Does anyone know whats happened with Axel19?

Did he leave the forum or whatnot?


----------



## g-funk (Aug 20, 2004)

Wasn't he going travelling?


----------



## enigma (Feb 18, 2005)

g-funk said:


> Wasn't he going travelling?


Central America, I believe (maybe they ate him down there).

?


----------



## sebastian (Aug 11, 2004)

enigma, what's with the varying accents on your "e" signature? I notice you're now adopting Le accent circumflex, but before you had une accent aigu. How are we to assimilate this?


----------



## enigma (Feb 18, 2005)

sebastian said:


> enigma, what's with the varying accents on your "e" signature? I notice you're now adopting Le accent circumflex, but before you had une accent aigu. How are we to assimilate this?

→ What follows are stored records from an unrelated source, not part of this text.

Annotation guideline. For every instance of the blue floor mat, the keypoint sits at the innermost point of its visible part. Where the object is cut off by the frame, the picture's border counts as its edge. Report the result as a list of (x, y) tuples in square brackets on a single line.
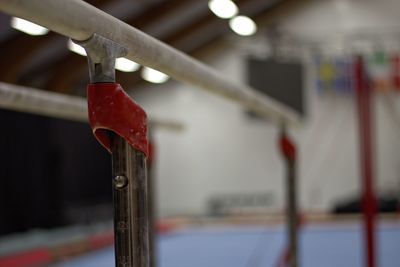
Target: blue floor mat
[(330, 245)]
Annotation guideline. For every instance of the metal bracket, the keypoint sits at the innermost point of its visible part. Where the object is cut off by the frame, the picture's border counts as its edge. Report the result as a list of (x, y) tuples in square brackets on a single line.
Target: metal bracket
[(101, 54)]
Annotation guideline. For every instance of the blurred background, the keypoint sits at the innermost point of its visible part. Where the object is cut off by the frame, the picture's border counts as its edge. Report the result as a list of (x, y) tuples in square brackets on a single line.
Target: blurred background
[(221, 169)]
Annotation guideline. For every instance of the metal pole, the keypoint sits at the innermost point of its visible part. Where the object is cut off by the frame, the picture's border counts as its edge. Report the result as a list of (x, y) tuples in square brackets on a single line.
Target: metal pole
[(152, 201), (79, 20), (363, 102), (131, 221), (288, 151), (131, 224)]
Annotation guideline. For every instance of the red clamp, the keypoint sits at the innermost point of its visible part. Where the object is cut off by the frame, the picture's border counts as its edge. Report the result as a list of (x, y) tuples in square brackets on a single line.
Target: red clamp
[(111, 109), (288, 148)]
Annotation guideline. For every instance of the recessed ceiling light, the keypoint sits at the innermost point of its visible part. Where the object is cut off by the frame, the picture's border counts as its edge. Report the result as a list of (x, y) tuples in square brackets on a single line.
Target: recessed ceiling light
[(28, 27), (76, 48), (126, 65), (243, 25), (224, 9), (154, 76)]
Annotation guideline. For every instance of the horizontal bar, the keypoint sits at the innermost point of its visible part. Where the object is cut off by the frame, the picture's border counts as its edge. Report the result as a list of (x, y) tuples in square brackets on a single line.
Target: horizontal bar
[(79, 20), (56, 105)]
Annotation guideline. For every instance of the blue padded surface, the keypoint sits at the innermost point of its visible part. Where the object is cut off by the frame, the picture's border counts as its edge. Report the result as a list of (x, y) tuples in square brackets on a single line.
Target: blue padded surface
[(328, 245)]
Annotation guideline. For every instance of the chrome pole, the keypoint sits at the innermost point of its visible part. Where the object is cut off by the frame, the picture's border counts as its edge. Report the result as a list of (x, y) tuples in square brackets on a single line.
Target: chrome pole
[(131, 222)]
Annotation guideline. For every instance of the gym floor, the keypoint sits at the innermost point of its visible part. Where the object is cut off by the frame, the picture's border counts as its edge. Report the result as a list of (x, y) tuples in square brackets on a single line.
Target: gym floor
[(327, 245)]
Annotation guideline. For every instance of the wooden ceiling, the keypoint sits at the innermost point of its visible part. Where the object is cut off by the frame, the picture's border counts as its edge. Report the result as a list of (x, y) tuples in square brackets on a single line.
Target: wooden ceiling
[(188, 25)]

Don't question it, Sebastion, just accept it. :lol:

Є


----------



## Axel19 (Aug 11, 2004)

Hah, at last!!!!! I returned from my travels about a week ago, but waited till someone would post asking where I was, since nobody has ever done that. I am touched by your apparent concern.
Enigma, I find it fascinating that you are one of the only people to correctly name where I went. People kept asking me about 'South America'.
Well it was very nice and I will write a full report shortly.


----------



## Axel19 (Aug 11, 2004)

Still, only 3 people appeared to notice I was gone.  
I wish they had eaten me in Central America.
Oh, and Imagine, I would never do something so daft as officially _leave_ a virtual area of webspace, so don't worry in future.


----------



## Scattered (Mar 8, 2005)

Whats in that pipe?


----------



## Imagine (Oct 24, 2004)

Dried central american poop.


----------



## terri* (Aug 17, 2004)

HELLO AXEL !!!!

I have been off myself, but totally planned on seeing if you had returned yet. OMG, you have a whole secret fan club that meets without your knowledge and discusses where you might be and what you what you might be doing. Didn't you know that? Wow, it has been a well guarded secret.

So when do we get the report?

Start in Atlanta and say something good about the South.

Really, glad you had a safe and happy trip.

What _is_ in that pipe?

 terri


----------



## Axel19 (Aug 11, 2004)

Terri, I've already posted my account of Central America, I didn't have very nice things to say about Atlanta though unfortunately. I didn't make it to Little Five Points, I explain in my other post. I wish I could've though, damn airport security.


----------